How is “Text” data stored and how much text area do I need?

When Survent executes a Text question it stores a pointer in the single column data location assigned to that question. The pointer points to the next available space in the text area which is where all the text data is stored. If the Text question is skipped, no data is stored anywhere. If a Text question with sub-type blank_ok is executed and no text is entered, the front pointer will be stored, but it will point to a blank response in the text area.

The text area is defined by using the TEXTSTART option in the Study Header statement. The TEXTSTART option defines where the text area starts and how many columns it will use. If no length is specified then the text area will span from the Textstart setting to the end of the case. In version 8.7+ the entire text area and any of the Text question pointers must be below column 65,535. In earlier versions (8.6.1), the maximum column allowed for a text pointer or the text area was 32,700.

In addition to the Text data being stored in the text area it is also compressed in such a way that 2 characters are stored in each column of the text area. Each question stored in the text area also uses up 2 columns as it needs a “back-pointer” which points back to the originating Text question. For example, if 50 characters are typed in a text question, then 27 columns will be used up in the text area. 50 divided by 2 is 25, plus 2 more for the question itself.

The best way to try to determine if you have enough text area is to first look at the QSP file and it will always have the length filled in on the TEXT_START option. For example:

TEXT_START=12001.3000,

You can then double that length in this case to 6000. The average person types about 200 characters a minute, so if you had 6000 characters they would have to type for 30 minutes to fill up the text area. The actual storage area will be slightly less, but this should be a very close approximation.

A good check is to use the dt* command in the ~Cleaner block of Mentor as it will not only show you all the text on a given case, but it will show you where the text pointers are, where the text is in the text area, and most importantly how much space is still left in the text area.

~CLeaNer command or >help–>dt *

con: dt *
ID: 0001 (study code=text, int_id=0001):
TEX: 7001 <-> 12002.47=this is the first open end entered on this case
TEX: 7005 <-> 12028.45=this is another text data entry for this case
Free text area 12051.2950and text area status is 2

7001 is the location of the text pointer. 12002.47 is the location in the text area where the text data is stored. Note, the .47 refers to the numbers of characters in the text pointer and not the number of columns it uses. Even though this was 47 characters in length, the next text question starts in 12028 which is only 26 columns later. The 2950 shows how many columns are still left on the case. Again, you have space for almost twice as many characters as that.

Note, if you edit an existing text question, the layout of the questions in the text area can change drastically as what happens is the edited question is removed from the text area, all other questions are slid forward, and the new edited text is stored at the end of the area.

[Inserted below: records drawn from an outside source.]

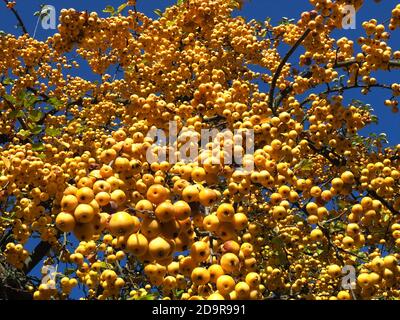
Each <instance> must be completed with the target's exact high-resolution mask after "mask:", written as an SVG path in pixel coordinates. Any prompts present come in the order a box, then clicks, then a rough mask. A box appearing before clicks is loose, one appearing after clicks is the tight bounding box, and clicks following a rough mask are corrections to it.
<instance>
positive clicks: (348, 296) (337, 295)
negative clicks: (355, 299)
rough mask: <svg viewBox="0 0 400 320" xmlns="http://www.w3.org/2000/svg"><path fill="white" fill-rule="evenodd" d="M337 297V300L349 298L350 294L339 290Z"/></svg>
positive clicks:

For example, if you had text area that looked like this:

ID: 0001 (study code=text, int_id=0001):
TEX: 7001 <-> 12002.21=this is the some data
TEX: 7005 <-> 12015.50=this is another text question with some data in it
TEX: 7008 <-> 12042.44=this is yet another question with data in it
TEX: 7009 <-> 12066.54=and this is the current last question in the text area
Free text area 12094.2907 and text area status is 2

And then you edited the 2nd question in location 7005.

ID: 0001 (study code=text, int_id=0001):
TEX: 7001 <-> 12002.21=this is the some data
TEX: 7008 <-> 12015.44=this is yet another question with data in it
TEX: 7009 <-> 12039.54=and this is the current last question in the text area
TEX: 7005 <-> 12068.61=this question with some data in it and now it has been edited
Free text area 12099.2902 and text area status is 2

Notice in addition to the text for 7005 being different, it has moved in the list to the bottom. The 2nd and 3rd text questions have also moved up on the list and there locations in the text area have changed.